Friday, April 24, 2009
Summer of our Discontent
This Postcard from Israel was originally written on 17 August 2005.
If this were a real postcard, the message on the back would probably say, "Having a terrible time. Glad you're not here." By now, no matter where you live, you have seen and heard enough to have an idea what summer 2005 has been like here. It got off to a nice enough start, with the Maccabiah Games in July. But if August is known as the "dog days" of summer, I would have to say it has been a pit bull of a month. All the emotion-laden demonstrations, bitter disputes, manipulative rhetoric and malicious disturbances have created an atmosphere of hostility and division that has kept up a low but steady growl for weeks. Now that the withdrawal has actually begun, I sense a softening in the tone.

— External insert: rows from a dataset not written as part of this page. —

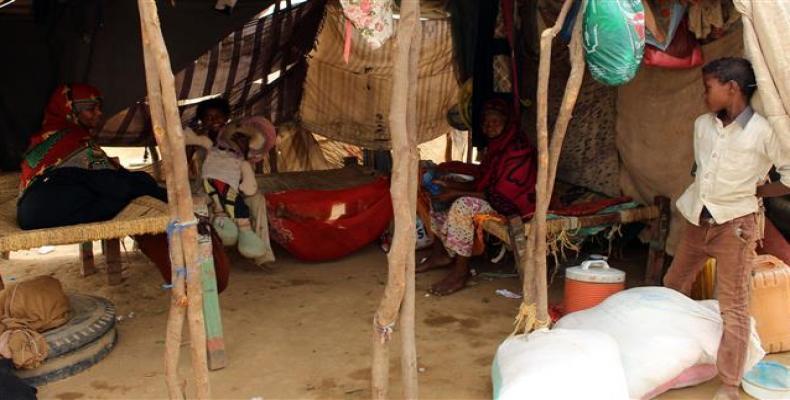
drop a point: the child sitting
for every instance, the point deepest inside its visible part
(734, 148)
(228, 177)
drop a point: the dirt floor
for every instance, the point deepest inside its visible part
(297, 331)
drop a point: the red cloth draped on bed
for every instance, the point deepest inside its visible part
(322, 225)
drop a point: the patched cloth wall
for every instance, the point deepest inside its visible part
(350, 102)
(655, 125)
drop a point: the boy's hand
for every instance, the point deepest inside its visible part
(773, 189)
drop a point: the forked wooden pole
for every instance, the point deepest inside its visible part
(534, 309)
(178, 300)
(159, 59)
(403, 190)
(572, 88)
(408, 339)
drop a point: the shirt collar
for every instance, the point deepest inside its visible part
(743, 118)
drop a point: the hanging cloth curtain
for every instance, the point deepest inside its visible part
(371, 18)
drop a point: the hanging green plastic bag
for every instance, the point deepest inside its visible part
(614, 39)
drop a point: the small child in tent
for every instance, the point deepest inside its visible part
(734, 149)
(227, 176)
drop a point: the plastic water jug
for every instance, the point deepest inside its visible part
(770, 302)
(591, 283)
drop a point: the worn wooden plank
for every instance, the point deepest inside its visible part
(88, 266)
(113, 256)
(215, 341)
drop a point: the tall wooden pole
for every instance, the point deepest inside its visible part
(175, 321)
(534, 310)
(408, 339)
(182, 198)
(403, 190)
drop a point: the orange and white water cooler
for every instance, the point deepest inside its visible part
(770, 303)
(591, 283)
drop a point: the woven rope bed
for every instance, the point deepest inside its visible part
(514, 232)
(144, 215)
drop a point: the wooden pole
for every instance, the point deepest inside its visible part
(408, 339)
(572, 88)
(182, 198)
(403, 190)
(534, 309)
(178, 302)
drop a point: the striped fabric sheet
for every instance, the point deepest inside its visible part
(243, 68)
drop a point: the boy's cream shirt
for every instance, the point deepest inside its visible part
(731, 161)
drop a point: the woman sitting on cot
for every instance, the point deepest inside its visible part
(505, 184)
(67, 179)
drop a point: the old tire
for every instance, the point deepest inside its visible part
(80, 343)
(69, 364)
(91, 318)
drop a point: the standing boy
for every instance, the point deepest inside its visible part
(734, 149)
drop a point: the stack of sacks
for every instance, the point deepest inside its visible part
(559, 364)
(666, 340)
(637, 344)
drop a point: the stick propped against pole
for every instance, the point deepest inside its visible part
(533, 313)
(183, 243)
(403, 189)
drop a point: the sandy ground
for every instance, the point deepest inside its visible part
(298, 331)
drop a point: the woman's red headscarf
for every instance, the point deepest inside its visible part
(508, 167)
(61, 134)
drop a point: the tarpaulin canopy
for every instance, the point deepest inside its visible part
(259, 68)
(97, 42)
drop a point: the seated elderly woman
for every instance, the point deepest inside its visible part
(504, 184)
(67, 179)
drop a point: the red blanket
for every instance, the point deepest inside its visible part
(322, 225)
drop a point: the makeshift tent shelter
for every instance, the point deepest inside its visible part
(260, 65)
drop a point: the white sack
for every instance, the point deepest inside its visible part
(660, 333)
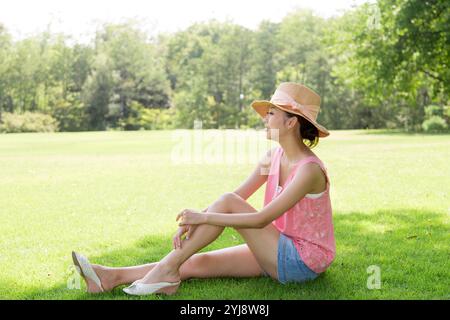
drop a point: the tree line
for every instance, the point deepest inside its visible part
(383, 65)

If you had been watching television with me this morning, you would have seen live coverage of the goings on in Morag. You would have seen women settlers clutching babies and haranguing the soldiers who have come to remove them from their homes. You would have seen men settlers, still dressed for the morning prayers, sobbing loudly. You would have seen soldiers, speaking calmly in low voices. You would have seen crying settlers embracing soldiers who also have tears in their eyes, and heartsick soldiers soothing anxious children who are too young to understand what is happening. In short, you would have seen people... Jews... Israelis... miserable and in pain, doing what they must do.
If you had been watching television with me this morning, you would have seen baseball-capped teams of soldiers helping grieving settlers pack up their belongings. You would have seen the lines of shipping containers loaded onto flat bed trucks, used as moving vans, heading east out of Gaza.
If you had been watching television with me this morning, you would have seen live footage from Neve Dekalim, where, according to reporters, hundreds of youths from outside of the Gaza Strip have entered illegally, "looking for action." I don't know if these people feel any pain or sympathy for those being ousted. I fear that if there will be violence done today, it will be at the instigation of such people.
The day is not yet over, and no one really knows what will happen later today, or tomorrow, or the next day. I don't pretend to know how those who have been forced to leave their homes feel, but for me at least it is a relief to have the process finally underway. Because at some point, no matter how we feel about leaving Gaza, we have to move on. I hope we will be able to calm the vicious beast called divisiveness that has been snapping at our heels all summer, and find our way back to being one people again.